Publié le lundi 8 decembre 2014  |  Le Pays




L’auteur du point de vue ci-dessous attire l’attention des autorités de la transition sur ce qu’il considère comme des « risques de dérives » liés à la fusion du ministère de la Justice et celui de la Promotion des droits humains .

Les membres du gouvernement de transition ont été rendus publics le dimanche 23 novembre 2014 après, semble-t-il, de longues et houleuses tractations. Tous les regards et analyses se sont axés sur trois éléments de ce gouvernement : la cumulation du poste de Président et du ministère des Affaires étrangères par Son Excellence Monsieur le président du Faso, la cumulation du Premier ministère et du ministère de la Défense par Son Excellence Monsieur le Premier ministre et la nomination de Monsieur Adama Sagnon, jadis procureur du Faso et acteur incontournable dans le dossier Norbert Zongo, au portefeuille du ministre de la Culture et du tourisme. Ces trois éléments ne pouvaient pas, certes, passer inaperçus mais devraient-ils pour autant cacher tout autre, surtout auprès de nos éminents analystes ? En tout cas, c’est l’impression que j’ai eue : les droits de l’Homme semblent avoir été abandonnés à leur propre sort. La fusion du ministère de la Justice et du ministère des Droits humains ne semble préoccuper aucun analyste ; et pourtant, il y a de quoi.
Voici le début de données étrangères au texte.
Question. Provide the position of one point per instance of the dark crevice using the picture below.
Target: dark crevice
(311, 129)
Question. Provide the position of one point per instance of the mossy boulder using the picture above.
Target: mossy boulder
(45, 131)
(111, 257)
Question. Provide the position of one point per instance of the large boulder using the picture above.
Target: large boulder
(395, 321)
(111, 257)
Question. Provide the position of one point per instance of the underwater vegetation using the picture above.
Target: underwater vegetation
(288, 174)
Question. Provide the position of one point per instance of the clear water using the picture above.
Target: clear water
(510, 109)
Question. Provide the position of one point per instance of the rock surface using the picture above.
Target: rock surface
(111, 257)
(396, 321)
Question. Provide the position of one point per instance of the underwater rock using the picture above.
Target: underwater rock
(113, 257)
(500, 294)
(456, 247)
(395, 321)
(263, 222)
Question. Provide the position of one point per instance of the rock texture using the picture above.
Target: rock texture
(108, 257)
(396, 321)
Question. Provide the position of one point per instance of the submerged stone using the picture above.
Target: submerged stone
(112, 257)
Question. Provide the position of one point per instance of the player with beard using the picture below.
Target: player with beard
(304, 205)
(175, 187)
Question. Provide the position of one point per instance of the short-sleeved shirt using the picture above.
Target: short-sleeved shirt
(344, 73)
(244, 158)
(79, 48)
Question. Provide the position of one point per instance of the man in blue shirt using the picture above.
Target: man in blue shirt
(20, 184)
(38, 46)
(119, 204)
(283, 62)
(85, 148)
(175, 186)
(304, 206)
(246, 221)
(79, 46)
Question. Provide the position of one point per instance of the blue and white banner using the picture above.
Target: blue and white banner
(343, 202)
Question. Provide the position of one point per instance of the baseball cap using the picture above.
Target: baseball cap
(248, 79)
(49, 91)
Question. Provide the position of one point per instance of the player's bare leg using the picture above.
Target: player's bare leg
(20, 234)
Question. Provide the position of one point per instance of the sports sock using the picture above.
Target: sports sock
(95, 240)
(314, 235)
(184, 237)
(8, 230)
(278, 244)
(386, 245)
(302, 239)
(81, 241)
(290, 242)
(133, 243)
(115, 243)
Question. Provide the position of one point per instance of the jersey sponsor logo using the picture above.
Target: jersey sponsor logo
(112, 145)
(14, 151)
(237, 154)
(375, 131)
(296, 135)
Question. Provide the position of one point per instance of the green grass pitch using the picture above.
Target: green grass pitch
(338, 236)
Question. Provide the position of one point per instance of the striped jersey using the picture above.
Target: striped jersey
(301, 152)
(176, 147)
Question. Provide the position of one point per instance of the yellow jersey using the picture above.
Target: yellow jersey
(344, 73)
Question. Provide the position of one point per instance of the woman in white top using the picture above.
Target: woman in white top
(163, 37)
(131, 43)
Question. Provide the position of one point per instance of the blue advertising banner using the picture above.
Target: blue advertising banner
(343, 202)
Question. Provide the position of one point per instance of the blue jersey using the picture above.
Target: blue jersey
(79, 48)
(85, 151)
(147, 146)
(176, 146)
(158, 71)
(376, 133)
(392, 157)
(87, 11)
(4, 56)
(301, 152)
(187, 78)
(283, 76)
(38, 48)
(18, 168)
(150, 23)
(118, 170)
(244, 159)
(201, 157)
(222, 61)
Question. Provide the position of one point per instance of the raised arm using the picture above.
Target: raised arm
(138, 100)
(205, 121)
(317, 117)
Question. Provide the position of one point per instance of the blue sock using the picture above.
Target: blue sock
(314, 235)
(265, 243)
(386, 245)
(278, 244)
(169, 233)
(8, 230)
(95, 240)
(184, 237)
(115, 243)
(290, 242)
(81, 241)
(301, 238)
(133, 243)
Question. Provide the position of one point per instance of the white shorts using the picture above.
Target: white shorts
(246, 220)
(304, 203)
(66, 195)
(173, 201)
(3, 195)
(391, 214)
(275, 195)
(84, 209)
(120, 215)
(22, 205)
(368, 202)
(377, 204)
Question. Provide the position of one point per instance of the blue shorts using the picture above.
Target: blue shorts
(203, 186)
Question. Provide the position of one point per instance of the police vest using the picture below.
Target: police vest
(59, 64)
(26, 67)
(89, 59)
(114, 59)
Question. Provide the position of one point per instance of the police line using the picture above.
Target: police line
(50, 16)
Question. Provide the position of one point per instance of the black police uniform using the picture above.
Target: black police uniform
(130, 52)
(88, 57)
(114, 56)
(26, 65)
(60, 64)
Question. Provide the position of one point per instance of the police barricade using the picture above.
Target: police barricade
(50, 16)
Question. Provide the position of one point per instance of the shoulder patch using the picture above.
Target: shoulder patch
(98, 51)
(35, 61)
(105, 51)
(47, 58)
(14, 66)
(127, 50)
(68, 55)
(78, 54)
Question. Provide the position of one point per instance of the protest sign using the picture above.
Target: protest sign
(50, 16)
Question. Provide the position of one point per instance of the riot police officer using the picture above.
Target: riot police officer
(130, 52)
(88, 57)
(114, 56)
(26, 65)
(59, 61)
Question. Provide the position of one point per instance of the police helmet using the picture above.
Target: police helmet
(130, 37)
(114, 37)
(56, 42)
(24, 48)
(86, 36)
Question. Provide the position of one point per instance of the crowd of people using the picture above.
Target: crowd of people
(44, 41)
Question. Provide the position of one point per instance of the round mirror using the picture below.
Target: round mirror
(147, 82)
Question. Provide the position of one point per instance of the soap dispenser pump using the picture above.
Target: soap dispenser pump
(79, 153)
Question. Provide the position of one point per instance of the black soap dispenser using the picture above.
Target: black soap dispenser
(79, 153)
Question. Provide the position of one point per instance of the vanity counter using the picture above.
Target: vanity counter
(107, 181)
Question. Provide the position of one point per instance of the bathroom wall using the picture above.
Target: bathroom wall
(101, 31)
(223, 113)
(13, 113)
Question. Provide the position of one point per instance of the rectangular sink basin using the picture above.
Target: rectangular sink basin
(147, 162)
Dans un premier temps, nous n’avons pas beaucoup évolué par rapport à la vision des dirigeants de la IVe République qui ont toujours subordonné le ministère en charge des Droits de l’Homme au ministère de la Justice.
Lorsque contraint de rechercher les voies et moyens du respect des droits de l’Homme par le Rapport du Collège de sages qui devait sortir le pays de la crise engendrée par l’assassinat de Norbert Zongo et de ses trois compagnons, le Secrétariat d’Etat aux droits humains qui avait été créé en 1999 fut d’emblée rattaché au ministère de la Justice. Ce rattachement semblait suivre cette vision qui voudrait que justice et droits de l’Homme soient apparentés. En 2002, remettant en cause cette vision de proximité de la justice et des droits de l’Homme ou pour séduire les instances internationales des droits de l’Homme, on créa un ministère à part entière chargé de la promotion des droits de l’Homme.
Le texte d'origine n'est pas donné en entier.